# Why is the model not returning correct results on the embedded device?

There can be many reasons why the output of the  `.tflite` model does not generate valid results
when executing on an embedded device.

Some of these reasons include:

## Input Data Preprocessing

One of the more common reasons is that the input data is not formatted correctly.
Recall that whatever preprocessing is done to the dataset during model training _must_
also be done to the input samples on the embedded device at runtime. So, for instance,
if the training dataset is comprised of spectrograms, then whatever algorithms were used
to convert the raw audio samples into the spectrograms must also be used on the embedded device
(See the [AudioFeatureGenerator](../audio/audio_feature_generator.md) for how the MLTK can aid spectrogram generation).

The MLTK also supports creating [Python Wrappers](../cpp_development/wrappers/index.md) which allows for sharing C++ source code
between the model training scripts (i.e. Python) and the embedded device (i.e. C++). With this, algorithms can
be developed in C++ and used to preprocess the data during model training. Later, the _exact_ same C++ algorithms
can be built into the embedded firmware application. This way, the preprocessing algorithms only need to be written once
and can be shared between model training and model execution.

## Input Data Type

Another common issue can occur when the `.tflite` model input has an `int8` data type, e.g.:

```python
my_model.tflite_converter['inference_input_type'] = tf.int8
my_model.tflite_converter['inference_output_type'] = tf.int8
```

but the raw data uses another data type, e.g. `uint8`.

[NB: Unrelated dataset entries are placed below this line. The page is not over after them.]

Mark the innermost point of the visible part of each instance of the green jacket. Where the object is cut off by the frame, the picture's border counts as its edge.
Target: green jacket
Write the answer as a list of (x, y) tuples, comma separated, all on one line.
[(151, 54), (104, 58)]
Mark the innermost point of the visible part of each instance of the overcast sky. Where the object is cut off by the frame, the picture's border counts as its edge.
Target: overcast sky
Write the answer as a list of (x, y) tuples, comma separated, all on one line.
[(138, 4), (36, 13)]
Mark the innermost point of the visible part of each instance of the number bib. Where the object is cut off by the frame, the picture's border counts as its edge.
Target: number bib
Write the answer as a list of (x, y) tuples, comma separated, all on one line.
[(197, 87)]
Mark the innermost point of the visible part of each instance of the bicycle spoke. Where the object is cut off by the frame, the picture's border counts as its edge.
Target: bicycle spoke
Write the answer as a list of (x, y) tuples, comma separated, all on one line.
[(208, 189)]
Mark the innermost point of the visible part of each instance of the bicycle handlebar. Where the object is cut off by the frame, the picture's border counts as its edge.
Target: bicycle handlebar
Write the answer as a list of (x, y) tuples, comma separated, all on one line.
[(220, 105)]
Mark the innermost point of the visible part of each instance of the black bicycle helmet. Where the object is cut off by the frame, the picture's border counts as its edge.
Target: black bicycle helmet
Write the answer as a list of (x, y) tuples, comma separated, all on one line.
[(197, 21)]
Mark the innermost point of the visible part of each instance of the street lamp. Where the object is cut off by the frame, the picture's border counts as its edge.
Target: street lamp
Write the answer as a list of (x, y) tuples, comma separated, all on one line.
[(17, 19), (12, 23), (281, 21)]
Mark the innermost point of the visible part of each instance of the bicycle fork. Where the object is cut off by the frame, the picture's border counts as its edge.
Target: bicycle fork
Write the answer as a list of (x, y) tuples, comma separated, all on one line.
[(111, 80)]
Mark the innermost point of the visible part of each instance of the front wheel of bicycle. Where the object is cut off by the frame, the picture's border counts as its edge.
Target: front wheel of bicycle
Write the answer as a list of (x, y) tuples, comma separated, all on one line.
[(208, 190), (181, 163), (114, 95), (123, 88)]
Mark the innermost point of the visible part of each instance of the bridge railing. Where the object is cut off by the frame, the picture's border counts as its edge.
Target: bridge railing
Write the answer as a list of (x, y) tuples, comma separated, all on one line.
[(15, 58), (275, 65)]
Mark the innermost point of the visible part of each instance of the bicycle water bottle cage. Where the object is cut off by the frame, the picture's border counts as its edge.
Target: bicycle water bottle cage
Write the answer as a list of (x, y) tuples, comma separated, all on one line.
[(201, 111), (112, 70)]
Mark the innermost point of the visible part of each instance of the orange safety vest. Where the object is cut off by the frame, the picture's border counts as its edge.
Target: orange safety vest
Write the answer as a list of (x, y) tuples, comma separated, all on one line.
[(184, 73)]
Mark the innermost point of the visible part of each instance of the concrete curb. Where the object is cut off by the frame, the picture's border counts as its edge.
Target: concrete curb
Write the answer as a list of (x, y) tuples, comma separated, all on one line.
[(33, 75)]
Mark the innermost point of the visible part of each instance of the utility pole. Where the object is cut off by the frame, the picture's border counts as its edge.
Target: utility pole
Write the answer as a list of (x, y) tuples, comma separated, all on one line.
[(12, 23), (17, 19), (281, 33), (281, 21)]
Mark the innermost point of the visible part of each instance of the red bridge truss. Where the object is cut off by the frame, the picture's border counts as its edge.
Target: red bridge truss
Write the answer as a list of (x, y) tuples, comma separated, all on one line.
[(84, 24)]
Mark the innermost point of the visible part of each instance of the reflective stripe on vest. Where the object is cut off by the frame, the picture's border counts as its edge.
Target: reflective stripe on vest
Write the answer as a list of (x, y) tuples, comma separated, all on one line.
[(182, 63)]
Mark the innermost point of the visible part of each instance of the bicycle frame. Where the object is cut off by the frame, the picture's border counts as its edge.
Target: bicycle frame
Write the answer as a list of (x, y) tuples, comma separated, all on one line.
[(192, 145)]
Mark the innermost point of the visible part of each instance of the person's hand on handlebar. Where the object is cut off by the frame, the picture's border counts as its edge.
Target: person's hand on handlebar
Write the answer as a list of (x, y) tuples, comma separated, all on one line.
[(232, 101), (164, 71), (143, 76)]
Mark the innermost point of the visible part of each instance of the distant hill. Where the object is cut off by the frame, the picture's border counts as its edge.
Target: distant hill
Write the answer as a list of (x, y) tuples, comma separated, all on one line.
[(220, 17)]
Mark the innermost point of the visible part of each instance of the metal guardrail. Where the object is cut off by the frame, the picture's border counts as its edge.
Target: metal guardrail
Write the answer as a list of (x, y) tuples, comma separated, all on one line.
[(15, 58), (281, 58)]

In this case, both the model training scripts _and_ embedded device must
convert the sample data to `int8`.

For example, say we're creating an image classification model and our dataset contains `uint8` images.
But, we want our model's input data type to be `int8`.

The our [model specification script](../guides/model_specification.md) might contain:

```python
# Tell the TF-Lite Converter to use int8 model input/output data types
my_model.tflite_converter['inference_input_type'] = tf.int8
my_model.tflite_converter['inference_output_type'] = tf.int8

...

# This is called by the ParallelImageDataGenerator() for each training sample
# It converts the data type from uint8 to int8
def convert_img_from_uint8_to_int8(params:ParallelProcessParams, x:np.ndarray) -> np.ndarray:
  # x is a float32 dtype but has an uint8 range
  x = np.clip(x, 0, 255) # The data should already been in the uint8 range, but clip it just to be sure
  x = x - 128 # Convert from uint8 to int8
  x = x.astype(np.int8)
  return x

# Define the data generator with the data conversion callback
my_model.datagen = ParallelImageDataGenerator(
  preprocessing_function=convert_img_from_uint8_to_int8,
  ...
```

With this, the model is trained with `int8` input data samples.


__Additionally__, on the embedded device, we must manually convert
the `uint8` data from the camera to `int8`, e.g.:

```c++
for(int i = 0; i < image_length; ++i)
{
  model_input->data.int8[i] = (int8_t)(image_data[i] - 128);
}
```

## Hint: Just use float32

You can skip all of the above by using a `float32` input data type, e.g.:

```python
my_model.tflite_converter['inference_input_type'] = tf.float32
my_model.tflite_converter['inference_output_type'] = tf.float32
```

With this, this is no need for the `convert_img_from_uint8_to_int8()` callback during training
nor the `image_data[i] - 128` on the embedded device.  
The raw `uint8` image data can be directly used during training _and_ on the embedded device.  
(However, on the embedded device, you'll need to convert the image data from `uint8` to `float`).

This works because the [TfliteConverter](https://www.tensorflow.org/lite/convert) automatically 
adds `Quantize` and `Dequantize` layers to the `.tflite` which internally convert the `float` input data to/from `int8`.

Using `float32` as the model input data type is useful as the conversion is automatically handled by the `.tflite` model.
However, it does require additional RAM and processing cycles.

It requires additional RAM because the input tensor buffer increases by 4x (i.e.`sizeof(int8)` vs `sizeof(float)`).  
Also, additional cycles are required to convert to/from `int8` and `float`.